Потом он говорил нам, что знаком с главой миграционной службы Норвегии, и это тоже превратилось в какой-то ритуал:
— Мы вместе учились на юридическом в Осло. Я послал ему письмо, попросил безотлагательно заняться рассмотрением вашего дела. Приходите на следующей неделе. Вид на жительство вас уже наверняка будет ждать.
— Ну, вот видите, — подытоживал отец после каждой беседы. — Надежда есть. Это всего лишь вопрос времени.
— Что ж, может быть, — как правило, сдавалась мама.
Так шли дни, наступила осень. Из-за непогоды мы все чаще сидели у себя в комнате и все реже гуляли, а о долгих прогулках уже и мечтать не приходилось. Родители что-то обсуждали, читали или играли в карты. Мама регулярно ходила в супермаркет за углом. Утро плавно переходило в день, день плавно переходил в вечер. Казалось, время утратило всякий смысл, но вместе с тем вокруг него так или иначе крутились все разговоры, ожидание лежало на нас тяжким грузом. Жалкие сбережения родителей таяли.
В окно барабанил дождь, я валялся на кровати, уставившись в давно не беленный потолок, и воображал, как мои венские одноклассники сидят на уроках или играют во дворе.
Я часто разрезал лист бумаги и скатывал из бумажных полосочек маленькие белые шарики, а потом, как следует их послюнявив, лепил из них какое-то подобие человечков.
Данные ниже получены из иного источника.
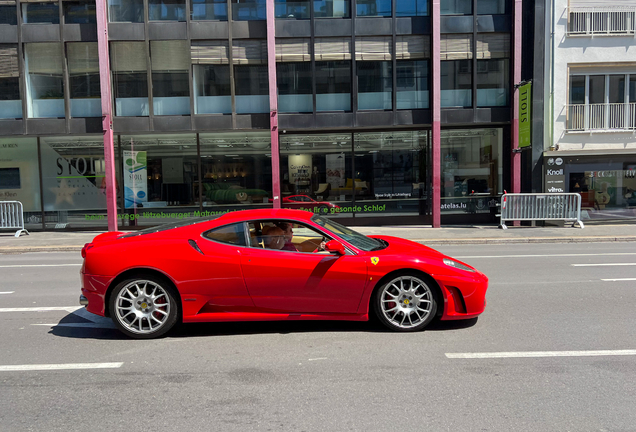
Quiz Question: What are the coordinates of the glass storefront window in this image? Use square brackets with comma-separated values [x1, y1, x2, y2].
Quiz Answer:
[440, 0, 473, 15]
[316, 60, 351, 112]
[396, 60, 429, 109]
[441, 128, 503, 214]
[314, 0, 351, 18]
[395, 0, 428, 17]
[0, 44, 22, 119]
[274, 0, 310, 19]
[197, 131, 273, 212]
[477, 59, 510, 107]
[276, 62, 313, 113]
[280, 133, 354, 216]
[110, 42, 150, 117]
[0, 5, 18, 25]
[22, 3, 60, 24]
[148, 0, 186, 21]
[150, 40, 190, 115]
[24, 42, 64, 118]
[66, 42, 102, 117]
[356, 0, 391, 17]
[232, 0, 267, 21]
[108, 0, 144, 22]
[477, 0, 508, 15]
[62, 1, 97, 24]
[191, 0, 227, 21]
[356, 61, 393, 110]
[441, 60, 473, 108]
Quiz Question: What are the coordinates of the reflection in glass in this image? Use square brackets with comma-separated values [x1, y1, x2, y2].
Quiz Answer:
[356, 61, 393, 110]
[191, 0, 227, 21]
[314, 0, 351, 18]
[108, 0, 144, 22]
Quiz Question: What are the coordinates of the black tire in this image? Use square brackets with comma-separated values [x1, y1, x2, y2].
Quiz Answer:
[109, 274, 181, 339]
[372, 272, 438, 332]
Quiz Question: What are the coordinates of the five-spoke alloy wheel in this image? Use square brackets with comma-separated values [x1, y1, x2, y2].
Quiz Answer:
[374, 274, 437, 331]
[110, 276, 179, 339]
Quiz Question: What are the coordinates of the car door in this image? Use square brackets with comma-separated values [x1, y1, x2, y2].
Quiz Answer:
[240, 221, 367, 313]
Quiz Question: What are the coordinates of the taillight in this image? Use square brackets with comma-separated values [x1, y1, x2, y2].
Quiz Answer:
[82, 243, 93, 258]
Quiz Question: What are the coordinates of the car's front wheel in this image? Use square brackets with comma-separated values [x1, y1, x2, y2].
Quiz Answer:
[374, 273, 437, 332]
[110, 275, 179, 339]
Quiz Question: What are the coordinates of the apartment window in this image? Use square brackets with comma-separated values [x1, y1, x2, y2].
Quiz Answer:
[148, 0, 186, 21]
[191, 41, 232, 114]
[62, 2, 97, 24]
[314, 0, 351, 18]
[395, 0, 428, 16]
[66, 42, 102, 117]
[108, 0, 144, 22]
[0, 44, 22, 119]
[110, 42, 149, 117]
[22, 3, 60, 24]
[150, 40, 190, 115]
[0, 5, 18, 25]
[232, 0, 267, 21]
[477, 0, 508, 15]
[274, 0, 310, 19]
[567, 73, 636, 130]
[191, 0, 227, 21]
[440, 0, 473, 15]
[24, 42, 64, 118]
[232, 39, 269, 114]
[356, 0, 391, 17]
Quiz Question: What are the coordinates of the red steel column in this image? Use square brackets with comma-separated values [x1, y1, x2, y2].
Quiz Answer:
[267, 0, 280, 208]
[511, 0, 522, 194]
[95, 0, 117, 231]
[431, 0, 442, 228]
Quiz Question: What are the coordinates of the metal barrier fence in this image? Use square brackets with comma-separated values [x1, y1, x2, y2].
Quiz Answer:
[499, 193, 585, 229]
[0, 201, 29, 237]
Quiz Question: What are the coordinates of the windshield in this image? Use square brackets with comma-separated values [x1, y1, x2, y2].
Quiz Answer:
[311, 215, 386, 252]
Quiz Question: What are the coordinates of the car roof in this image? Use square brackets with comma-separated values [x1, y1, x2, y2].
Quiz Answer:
[216, 209, 314, 224]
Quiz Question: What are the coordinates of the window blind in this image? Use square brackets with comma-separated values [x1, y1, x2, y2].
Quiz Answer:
[0, 44, 20, 78]
[356, 36, 393, 61]
[232, 39, 267, 64]
[110, 42, 147, 72]
[190, 41, 230, 64]
[395, 35, 431, 60]
[276, 38, 311, 62]
[440, 34, 473, 60]
[314, 38, 351, 61]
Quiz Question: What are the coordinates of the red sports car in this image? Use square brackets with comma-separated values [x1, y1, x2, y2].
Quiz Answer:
[80, 209, 488, 338]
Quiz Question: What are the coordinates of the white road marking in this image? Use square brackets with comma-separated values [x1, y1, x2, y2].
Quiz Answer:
[0, 362, 124, 372]
[0, 306, 84, 312]
[601, 278, 636, 282]
[453, 252, 636, 259]
[446, 350, 636, 359]
[0, 263, 82, 268]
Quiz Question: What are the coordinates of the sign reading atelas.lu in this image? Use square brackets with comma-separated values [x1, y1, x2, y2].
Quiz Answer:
[124, 150, 148, 208]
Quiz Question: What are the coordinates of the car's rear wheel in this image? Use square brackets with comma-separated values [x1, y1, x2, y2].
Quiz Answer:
[110, 275, 179, 339]
[374, 273, 437, 332]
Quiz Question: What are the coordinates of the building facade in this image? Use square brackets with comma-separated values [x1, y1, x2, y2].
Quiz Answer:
[544, 0, 636, 221]
[0, 0, 520, 229]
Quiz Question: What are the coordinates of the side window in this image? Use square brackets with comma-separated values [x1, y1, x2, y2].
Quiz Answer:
[248, 220, 330, 252]
[203, 222, 246, 246]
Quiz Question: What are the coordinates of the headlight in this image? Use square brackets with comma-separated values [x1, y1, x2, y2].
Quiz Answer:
[444, 258, 475, 273]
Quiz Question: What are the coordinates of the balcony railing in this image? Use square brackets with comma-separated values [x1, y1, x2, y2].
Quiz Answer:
[568, 6, 636, 36]
[567, 102, 636, 132]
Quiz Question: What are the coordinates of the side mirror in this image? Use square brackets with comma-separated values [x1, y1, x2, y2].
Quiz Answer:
[325, 240, 345, 255]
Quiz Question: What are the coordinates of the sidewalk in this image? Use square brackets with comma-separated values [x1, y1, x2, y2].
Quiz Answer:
[0, 224, 636, 254]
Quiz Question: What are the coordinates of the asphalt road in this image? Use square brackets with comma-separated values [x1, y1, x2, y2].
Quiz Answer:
[0, 243, 636, 431]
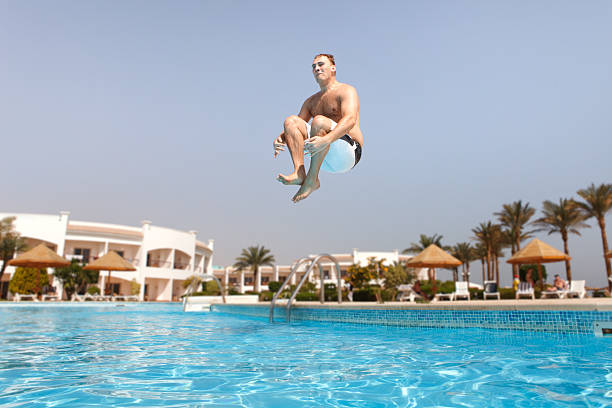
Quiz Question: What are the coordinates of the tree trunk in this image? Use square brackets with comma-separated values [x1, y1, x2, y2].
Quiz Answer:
[495, 255, 499, 288]
[538, 262, 544, 291]
[597, 217, 612, 292]
[512, 242, 518, 287]
[561, 231, 572, 283]
[429, 268, 437, 299]
[253, 266, 260, 292]
[0, 259, 8, 299]
[487, 249, 493, 280]
[480, 258, 486, 285]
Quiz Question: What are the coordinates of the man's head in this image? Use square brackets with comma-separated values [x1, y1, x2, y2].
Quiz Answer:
[312, 54, 336, 82]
Потом я выстраивал их на своей кровати, поверх желтовато-коричневого одеяла, от которого пахло пылью. Шарики я рассаживал рядами, из рядов получался прямоугольник. Каждому я давал имя. Кристиан был довольно толстый, поэтому для него я выбрал шарик побольше. Роберт — самый маленький, а значит, его я делал из крошки. Тобиас был какой-то квадратный. Девочек я лепил длинненькими и тоненькими, вроде комариков. Все сидели так же, как в моем классе. Кто с кем за одной партой, я до сих пор помнил.
Для себя я, разумеется, всегда выбирал самый большой и красивый шарик. Больше меня была только учительница. На нее чаше всего уходило пол-листа, а то и целый. Когда она вызывала кого-нибудь к доске, я выкатывал шарик из рядов и подвигал его к краю кровати.
Мои игры часто мешали отцу, ведь шарики разговаривали, читали вслух сочинения, болтали на уроках, учительница ругала их и ставила в угол.
— Ты что, потише не можешь? — сердито спрашивал он. — А еще на кровать сколько бумаги навалил. Вот подожди, хозяйка тебе задаст. Вечно всякую чушь выдумываешь. Займись чем-нибудь другим.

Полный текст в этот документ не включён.